A chegada de novas tecnologias está alterando a antiga profissão , e quem não acompanhar esse ritmo acabará ficando para trás, diz o professor Bruno Salotti, coordenador da graduação em ciências contábeis da FEA-USP (Faculdade de Economia, Administração e Contabilidade da Universidade de São Paulo).
Foi-se o tempo em que o contador era o mero encarregado de registrar manualmente em livros cada ocorrência contábil do negócio.
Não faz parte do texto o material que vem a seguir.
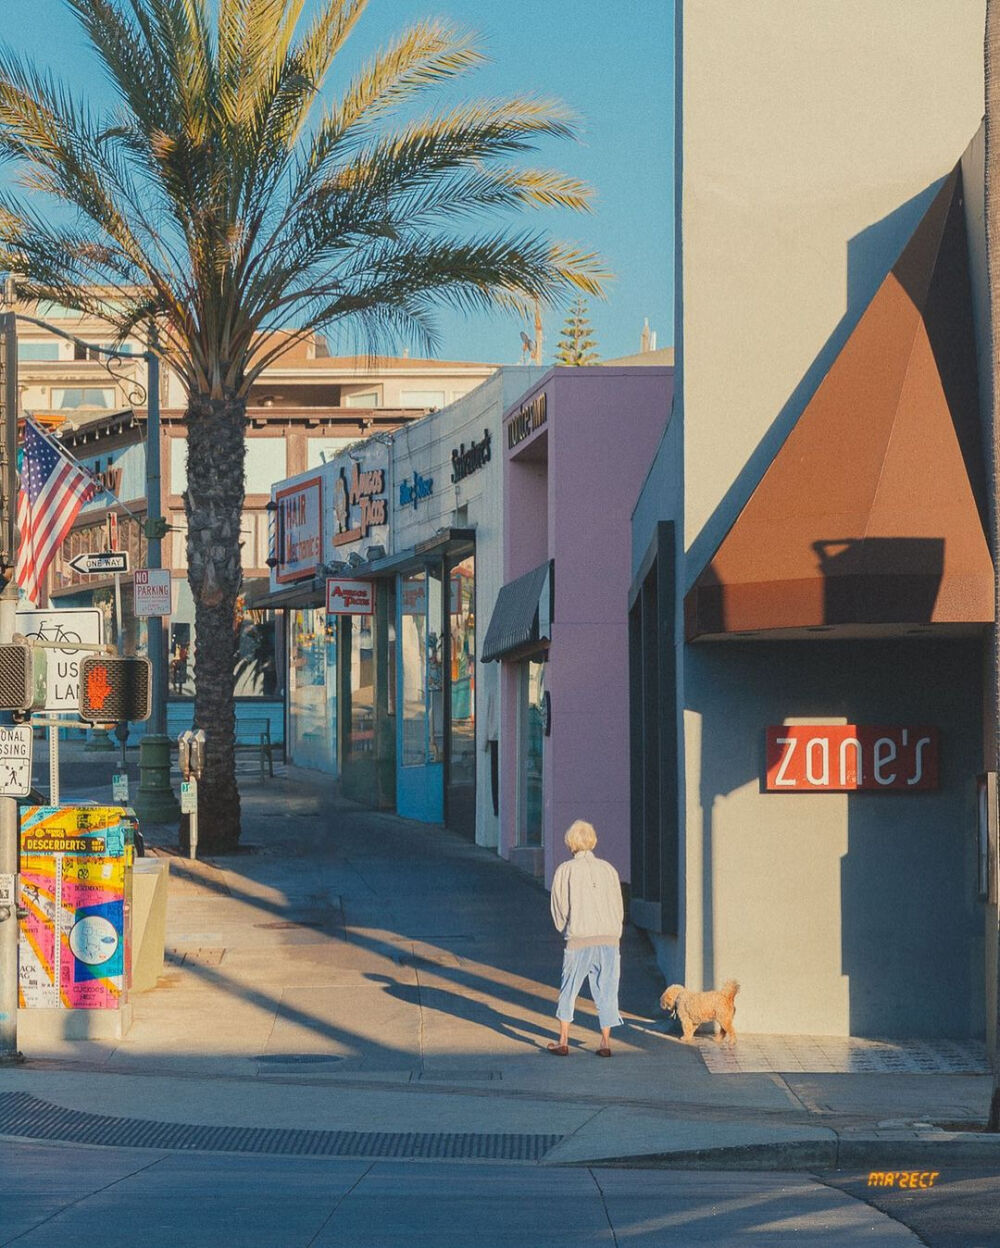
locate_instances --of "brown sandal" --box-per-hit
[596,1047,612,1058]
[547,1043,569,1056]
As atividades burocráticas da área passaram a ser cada vez menos feitas por humanos com a chegada da informática e, mais tarde, dos softwares especializados.
“O profissional deixou de produzir os dados e passou a analisá-los, com o objetivo de prever o impacto contábil de cada decisão de negócios”, diz Salotti.
Nesse sentido, deixou de olhar para o passado da empresa — o dinheiro que entrou e que saiu no mês anterior, por exemplo —, e passou a fazer projeções para seu futuro.
A automatização de processos em contabilidade transformou um trabalho burocrático em analítico, o que também abriu espaço para que ele pudesse se tornar gerencial: há anos, grandes empresas já contam com a figura do CAO (Chief Accounting Officer), uma posição de diretoria alternativa à do tradicional CFO (Chief Financial Officer).
O big data entra na conta
Para desempenhar funções cada vez mais estratégicas, o contador tem em mãos um recurso precioso: o big data.
“Além de ter conhecimentos profundos em contabilidade, hoje também é preciso dominar ferramentas de análise de big data e business intelligence”, diz José Carlos Fortes, contador e presidente da Fortes Tecnologia, empresa que desenvolve de softwares de gestão.
O profissional de contabilidade mais requisitado do momento, segundo ele, é uma espécie de “cientista de dados contábeis”.
Não é preciso entender de programação, necessariamente; mas é preciso ir muito além do Excel. “O novo contador precisa dominar ferramentas de gestão de dados, montar painéis de análise e extrair conclusões para orientar as decisões do negócio”, afirma o especialista.
Domínio do inglês é raro na área
Além da facilidade para lidar com o big data, o contador do século 21 também precisa ter pelo menos nível intermediário no idioma de Shakespeare para compreender e transmitir informações sobre a situação contábil do negócio — principalmente no caso de trabalhar em uma multinacional.
“Embora tenha havido uma melhora nos últimos anos, ainda é muito difícil encontrar candidatos que falem bem inglês, porque historicamente as vagas em contabilidade não exigiam essa competência”, explica Leonardo Berto, gerente de negócios da consultoria Robert Half.
Segundo o especialista, um contador especializado em tributos que domine o idioma é do tipo “mosca branca”: encontrá-lo é uma missão praticamente impossível.
O professor Salotti, da FEA-USP, diz que seus alunos são orientados em sala de aula a investir no inglês. “A faculdade tem disciplinas e provas em inglês, além de oferecer diversos programas de intercâmbio”, explica. “O estudante compreende desde cedo que, na carreira de contabilidade, inglês não é mais diferencial, mas requisito”.
Comportamento também importa — e muito
De acordo com o gerente da Robert Half, certas habilidades comportamentais específicas são fundamentais para se dar bem no mercado de contabilidade no Brasil.
Uma delas é a disposição para investir em atualização constante. “A pós-graduação em controladoria é o caminho natural de muitos contadores,”, explica Berto. “Como ensina a transformar números em estratégia, é um dos mais demandados pelo mercado”.
Mestrado ou MBA em auditoria, compliance, business intelligence, gestão e perícia contábil também estão entre as opções de pós-graduação mais quentes do momento na área, segundo Fortes.
Ter um perfil estudioso, porém, não é suficiente. Além de resiliência e capacidade de automotivação, o contador precisa ser hábil em relacionamentos interpessoais. “Uma demanda recorrente dos empregadores é por profissionais que saibam se comunicar e fazer a ponte entre o departamento contábil e outras áreas, como marketing, vendas ou operações”, diz Berto.
Salotti também destaca a capacidade de navegar pela interdisciplinaridade do mundo dos negócios. Além de ter um conhecimento profundo sobre a própria área, o contador também deve saber um pouco de economia, administração, estatística, direito e tecnologia.
“Quem tem uma sólida formação em ciências contábeis e uma visão panorâmica de outras áreas, além de fortes competências comportamentais, será um excelente candidato à diretoria de finanças de uma empresa”, diz o professor da FEA-USP.